Opinion
December 26, 1991
Appeal from the Supreme Court, Chautauqua County, Ricotta, J.
Present — Denman, P.J., Callahan, Balio, Lawton and Davis, JJ.
Judgment unanimously reversed on the law without costs and new trial granted. Memorandum: Plaintiff Pennzoil Company appeals and defendant Carlson cross-appeals from a judgment awarding Carlson a net recovery in the amount of $1,050,983.88. That judgment was based on a jury verdict as follows: (1) awarding Pennzoil $205,042.52 on its claim to enforce a promissory note; (2) awarding Carlson $700,000 compensatory damages on his counterclaims alleging Pennzoil's fraud and negligent representation; (3) awarding Carlson $280,000 punitive damages on those claims; and (4) finding in favor of Carlson on his claim that Pennzoil violated the Federal Petroleum Marketing Practices Act (PMPA; 15 U.S.C. § 2801 et seq.) but awarding no damages on that claim. The judgment also incorporates the court's posttrial ruling that Carlson was not entitled to exemplary damages and attorney's and expert's fees under the PMPA. Upon our consideration of the appeal and cross appeal, we conclude that each party raises meritorious claims compelling us to set aside the jury awards and order a new trial of Pennzoil's claim on the note and Carlson's counterclaims.

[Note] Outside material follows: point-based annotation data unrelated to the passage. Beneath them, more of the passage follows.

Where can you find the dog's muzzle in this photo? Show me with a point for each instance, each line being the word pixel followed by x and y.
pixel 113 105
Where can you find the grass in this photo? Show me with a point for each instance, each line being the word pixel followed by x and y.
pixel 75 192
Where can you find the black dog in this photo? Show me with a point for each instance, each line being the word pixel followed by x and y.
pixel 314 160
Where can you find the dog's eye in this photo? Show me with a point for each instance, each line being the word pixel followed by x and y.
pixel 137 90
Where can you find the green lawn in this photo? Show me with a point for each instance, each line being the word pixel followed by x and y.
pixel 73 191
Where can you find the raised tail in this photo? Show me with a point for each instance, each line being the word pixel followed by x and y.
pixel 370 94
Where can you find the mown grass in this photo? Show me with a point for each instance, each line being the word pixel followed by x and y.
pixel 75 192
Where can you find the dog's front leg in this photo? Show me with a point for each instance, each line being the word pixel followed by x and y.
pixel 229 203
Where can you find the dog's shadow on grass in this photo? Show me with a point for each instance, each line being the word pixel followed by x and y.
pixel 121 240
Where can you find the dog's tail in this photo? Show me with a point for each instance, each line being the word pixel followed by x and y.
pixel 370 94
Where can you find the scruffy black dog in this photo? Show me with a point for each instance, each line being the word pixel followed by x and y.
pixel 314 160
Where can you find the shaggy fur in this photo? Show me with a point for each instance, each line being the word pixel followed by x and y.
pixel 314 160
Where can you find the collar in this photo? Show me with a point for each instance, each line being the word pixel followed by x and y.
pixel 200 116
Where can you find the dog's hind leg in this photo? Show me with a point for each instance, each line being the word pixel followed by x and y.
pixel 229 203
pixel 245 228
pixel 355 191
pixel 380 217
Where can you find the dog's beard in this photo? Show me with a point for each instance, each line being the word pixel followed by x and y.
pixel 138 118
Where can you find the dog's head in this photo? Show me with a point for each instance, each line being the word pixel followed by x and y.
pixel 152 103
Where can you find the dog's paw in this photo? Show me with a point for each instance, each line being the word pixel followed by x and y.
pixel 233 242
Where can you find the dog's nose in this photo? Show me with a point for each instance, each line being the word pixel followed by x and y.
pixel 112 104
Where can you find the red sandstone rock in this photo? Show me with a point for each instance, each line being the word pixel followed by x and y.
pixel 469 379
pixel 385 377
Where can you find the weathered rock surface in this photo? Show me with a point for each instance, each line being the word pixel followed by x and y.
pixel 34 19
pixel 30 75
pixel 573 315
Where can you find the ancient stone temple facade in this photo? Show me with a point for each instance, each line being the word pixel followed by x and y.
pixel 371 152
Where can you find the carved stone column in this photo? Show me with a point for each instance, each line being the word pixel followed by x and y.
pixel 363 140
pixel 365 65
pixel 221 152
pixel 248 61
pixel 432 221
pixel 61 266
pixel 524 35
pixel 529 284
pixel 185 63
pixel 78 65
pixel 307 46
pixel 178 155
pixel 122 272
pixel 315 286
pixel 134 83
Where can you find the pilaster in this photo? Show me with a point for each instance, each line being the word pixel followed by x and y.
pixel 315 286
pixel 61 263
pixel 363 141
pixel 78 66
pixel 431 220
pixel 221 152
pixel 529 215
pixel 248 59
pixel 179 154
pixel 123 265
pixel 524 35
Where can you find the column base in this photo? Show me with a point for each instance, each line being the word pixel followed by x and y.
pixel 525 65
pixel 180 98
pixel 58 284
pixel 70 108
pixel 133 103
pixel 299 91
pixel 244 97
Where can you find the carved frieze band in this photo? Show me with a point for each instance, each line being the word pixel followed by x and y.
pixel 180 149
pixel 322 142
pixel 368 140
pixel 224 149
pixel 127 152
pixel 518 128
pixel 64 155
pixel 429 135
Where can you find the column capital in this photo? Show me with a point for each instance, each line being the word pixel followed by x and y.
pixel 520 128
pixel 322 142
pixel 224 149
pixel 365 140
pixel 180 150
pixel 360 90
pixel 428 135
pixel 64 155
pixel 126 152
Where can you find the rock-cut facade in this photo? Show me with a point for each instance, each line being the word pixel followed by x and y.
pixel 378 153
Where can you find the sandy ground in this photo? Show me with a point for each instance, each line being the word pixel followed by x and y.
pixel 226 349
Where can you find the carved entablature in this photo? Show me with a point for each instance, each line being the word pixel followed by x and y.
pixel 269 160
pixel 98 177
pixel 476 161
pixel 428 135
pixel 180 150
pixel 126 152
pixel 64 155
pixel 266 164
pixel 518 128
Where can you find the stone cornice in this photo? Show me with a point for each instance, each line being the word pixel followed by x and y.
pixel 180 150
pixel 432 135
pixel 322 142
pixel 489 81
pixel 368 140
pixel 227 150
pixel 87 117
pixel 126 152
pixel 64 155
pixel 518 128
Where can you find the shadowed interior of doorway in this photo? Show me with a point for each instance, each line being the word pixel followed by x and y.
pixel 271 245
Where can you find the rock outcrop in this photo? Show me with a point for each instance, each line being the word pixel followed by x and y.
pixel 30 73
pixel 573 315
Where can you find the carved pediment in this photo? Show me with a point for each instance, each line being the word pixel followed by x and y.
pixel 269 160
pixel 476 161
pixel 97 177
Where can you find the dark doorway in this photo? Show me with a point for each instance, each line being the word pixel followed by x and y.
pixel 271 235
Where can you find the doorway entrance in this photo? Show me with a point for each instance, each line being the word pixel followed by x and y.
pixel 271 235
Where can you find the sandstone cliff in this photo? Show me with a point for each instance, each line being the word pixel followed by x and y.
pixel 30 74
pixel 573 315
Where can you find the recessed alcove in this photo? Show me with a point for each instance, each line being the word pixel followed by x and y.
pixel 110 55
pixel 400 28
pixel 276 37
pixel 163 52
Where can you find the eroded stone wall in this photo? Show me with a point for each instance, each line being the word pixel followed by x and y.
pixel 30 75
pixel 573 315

The court erred in excluding relevant evidence adduced by Pennzoil. The crux of Pennzoil's defense to the counterclaims was that Carlson had an adequate alternative source of supply of gasoline but no customers. There is no reason that Pennzoil's experts should not have been permitted to refer to, summarize, and comment upon Carlson's purchases from Arco, or his lack of purchases due to reduced demand. The rule is that an expert witness may express an opinion based on facts of which he has personal knowledge (Richardson, Evidence § 369 [Prince 10th ed]) or "`facts which the evidence fairly tends to justify'" (id., § 370, at 347, quoting Stearns v Field, 90 N.Y. 640, 641; see generally, Hambsch v New York City Tr. Auth., 63 N.Y.2d 723, 725-726). "It is not necessary that the facts be established beyond all controversy; each side may shape its question according to its own theory" of the case (Richardson, op. cit., § 370, at 347). By excluding the references to Carlson's purchases of Arco gasoline, the court's ruling had the effect of making Carlson's business appear to be much smaller than it actually was, thus exaggerating Carlson's claim of damages. Pennzoil also was improperly prohibited from placing before the jury the fact that Carlson was doing substantial business with Arco until declining demand rendered him unable to satisfy his purchase obligations from that alternative supplier.
The court erred further in excluding a letter that Pennzoil sought to introduce in order to prove, in Carlson's own words, that Carlson's business reversals were caused by lack of demand for his products, not an insufficient supply. Hypothetical or tentative admissions made in the course of settlement negotiations are inadmissible in an action arising out of that dispute (see, id., § 225, at 201). Here, however, the letter was not sent, nor were the factual admissions contained therein made, as part of an offer to settle. Thus, the letter should have been admitted into evidence for the jury's consideration.
As a consequence of the court's erroneous evidentiary rulings, Pennzoil is entitled to a new trial on Carlson's counterclaims. Moreover, because the jury awards on the main claim and the counterclaims are inconsistent and cannot both be sustained, retrial of the main claim is required together with retrial of the counterclaims. Pennzoil's claim is that Carlson breached his obligation to pay on the note. On the other hand, Carlson's counterclaims allege that he was fraudulently or negligently induced to make the note by Pennzoil's promises. In our view, those theories are repugnant and both parties cannot prevail. On retrial, the court should charge the jury concerning the inconsistency of the claims, and should instruct the jury that it may sustain the main claim, or the fraud-negligent representation counterclaims, but not both.
The court erred in failing to consider Carlson's claim for exemplary damages and fees under the PMPA. As a ground for denying Carlson's application, the court held that Carlson waived such relief by failing to request the jury to award it. Under the statute, however, whether and to what extent to award exemplary damages is determined by the court, not the jury ( 15 U.S.C. § 2805 [d] [2]). Further, contrary to Pennzoil's contention, a franchisee "prevails" on a PMPA claim where, as here, the jury has found that the franchiser violated the statute. It is not necessary that the franchisee be awarded compensatory damages before becoming entitled to an award of exemplary damages or fees (see, Lippo v Mobil Oil Corp., 776 F.2d 706, 720; Midwest Petroleum Co. v American Petrofina, 603 F. Supp. 1099). Therefore, the court was bound to consider whether and to what extent Carlson was entitled to exemplary damages and attorney's and expert's fees under the statute.